Milliyetçi Hareket Partisi (MHP) 28. Dönem Konya Milletvekili Adayı Celil Çalış, 14 Mayıs cumhurbaşkanlığı ve milletvekilliği seçimlerine kısa bir süre kala Konya Yenigün Gazetesine özel açıklamalarda bulundu. Cumhur İttifakı emin adımlarla pazarlıksız ön yargısız bir şekilde devletin bekası, milletin huzur ve refahı için çalışmalarına devam ettiğine dikkat çeken Çalış, Cumhur İttifakına milletin gereken desteği vereceğine inancının tam olduğunu söyledi. Çalış, "Ülkemiz, 14 Mayıs 2023 tarihinde geleceğine mühür vuracağı önemli bir seçime gidiyor. Büyük Türkiye'nin anahtarı olacak 14 Mayıs milletimiz önemli bir karar verecek. 15 Temmuz hain darbe girişiminin yaşandığı andan itibaren başlayan milli birlik ruhunun bir kez daha sandıkta kendini göstereceğine, milletin aklı olan Cumhur İttifakı'nın milletimiz tarafından büyük teveccüh göreceğine gönülden inanıyorum” dedi.

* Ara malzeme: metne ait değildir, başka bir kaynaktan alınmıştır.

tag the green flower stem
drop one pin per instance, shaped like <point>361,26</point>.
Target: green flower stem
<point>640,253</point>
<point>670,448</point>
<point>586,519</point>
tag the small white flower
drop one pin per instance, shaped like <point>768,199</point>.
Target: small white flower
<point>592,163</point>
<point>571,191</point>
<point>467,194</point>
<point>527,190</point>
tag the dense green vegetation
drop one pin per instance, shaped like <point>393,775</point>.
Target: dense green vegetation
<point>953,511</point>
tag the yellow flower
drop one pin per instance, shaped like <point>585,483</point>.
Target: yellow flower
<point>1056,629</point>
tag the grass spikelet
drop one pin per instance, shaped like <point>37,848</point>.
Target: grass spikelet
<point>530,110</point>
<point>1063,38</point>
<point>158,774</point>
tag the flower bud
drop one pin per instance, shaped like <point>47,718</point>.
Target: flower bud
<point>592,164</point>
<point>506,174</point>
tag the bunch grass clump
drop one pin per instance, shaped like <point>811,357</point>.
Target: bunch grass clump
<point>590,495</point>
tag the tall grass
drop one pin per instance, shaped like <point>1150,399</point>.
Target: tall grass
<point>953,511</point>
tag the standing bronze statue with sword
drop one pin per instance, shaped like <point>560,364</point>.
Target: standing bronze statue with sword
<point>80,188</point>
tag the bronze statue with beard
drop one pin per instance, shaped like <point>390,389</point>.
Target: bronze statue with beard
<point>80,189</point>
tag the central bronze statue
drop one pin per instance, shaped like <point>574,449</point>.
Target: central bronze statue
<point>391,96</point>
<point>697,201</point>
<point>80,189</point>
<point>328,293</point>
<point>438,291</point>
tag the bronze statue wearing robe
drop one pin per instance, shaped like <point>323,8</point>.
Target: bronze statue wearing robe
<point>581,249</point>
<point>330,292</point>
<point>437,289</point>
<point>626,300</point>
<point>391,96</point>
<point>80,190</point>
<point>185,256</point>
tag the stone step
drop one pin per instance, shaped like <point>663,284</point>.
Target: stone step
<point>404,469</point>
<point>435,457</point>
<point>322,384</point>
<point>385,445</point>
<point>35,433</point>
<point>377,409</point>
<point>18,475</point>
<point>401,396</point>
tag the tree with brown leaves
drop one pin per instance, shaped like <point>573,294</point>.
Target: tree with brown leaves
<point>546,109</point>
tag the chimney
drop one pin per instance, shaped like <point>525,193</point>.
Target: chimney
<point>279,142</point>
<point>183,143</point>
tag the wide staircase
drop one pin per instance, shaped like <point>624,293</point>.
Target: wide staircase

‘CUMHUR İTTİFAKI EMİN ADIMLARLA YOLA DEVAM EDİYOR’

Cumhur İttifakı emin adımlarla pazarlıksız ön yargısız bir şekilde devletin bekası, milletin huzur ve refahı için çalışmalarına devam ettiğine dikkat çeken Milliyetçi Hareket Partisi (MHP) Konya Milletvekili Adayı Celil Çalış, “2020- 2023 yılları içerisinde dünyanın Avrupa’nın ve ülkemizin başına belki yüz elli yılda, iki yüz yılda, üç yüz yılda gelebilecek olan olaylar geldi. Koronavirüs hastalığı sürecini yaşadık. İki yıl evlerimizde kapalı kaldık. Bu dönemde şöyle bir ses yükseldi, tarımın önemi arttı diye. Biz şiddetle buna karşı çıktık. Tarım zaten önemliydi. Tarımın önemi anlaşıldı diye. Bunu söyledik. Arkasından yaşamış olduğumuz kuraklık, sel, yangın ve en son ülkemizi derin yaralayan ve 250 yıllık büyük deprem sonrasında üretimin ne kadar önemli olduğu bir kez daha anlaşıldı. Ve üretimde sürdürülebilirliğin sağlanması anlamında bakanlık nezdinde siyasi Partiler nezdinde olduğu gibi toplumda da ciddi bir geri dönüş olayı başladı. Üzerine ekleyecek olursak bu 2020-2023 yılları arası içerisindeki en önemli olaylardan birisi en Koronavirüs kadar tarımsal üretimi etkileyen Rusya Ukrayna Savaşı devam etti. Ve bu savaşta yaşanan bölgedeki savaş kendi içerisinde özellikleri vardır. Ancak bizim bakmamız gereken, kendi gözlüğümüzden bakmamız gereken konu net bir şekilde Avrupa başta olmak üzere dünya tarımsal üretim tedariki gıda güvenilirliği ve enerjide resmen terbiye edildi. Bu hala devam ediyor. Burada Cumhurbaşkanımıza, Milli Savunma Bakanımıza ve Dışişleri Bakanımıza gerçekten yürekten teşekkür ediyoruz. Yapılan gıda koridoru anlaşması sonrasında hem ülkemizdeki hem de Türkiye aracılığıyla Türkiye garantörlüğünde diğer ihtiyaç sahibi ülkelere bu hizmetlerin ulaştırılması Türkiye açısından önemli bir başarıydı” ifadelerini kullandı.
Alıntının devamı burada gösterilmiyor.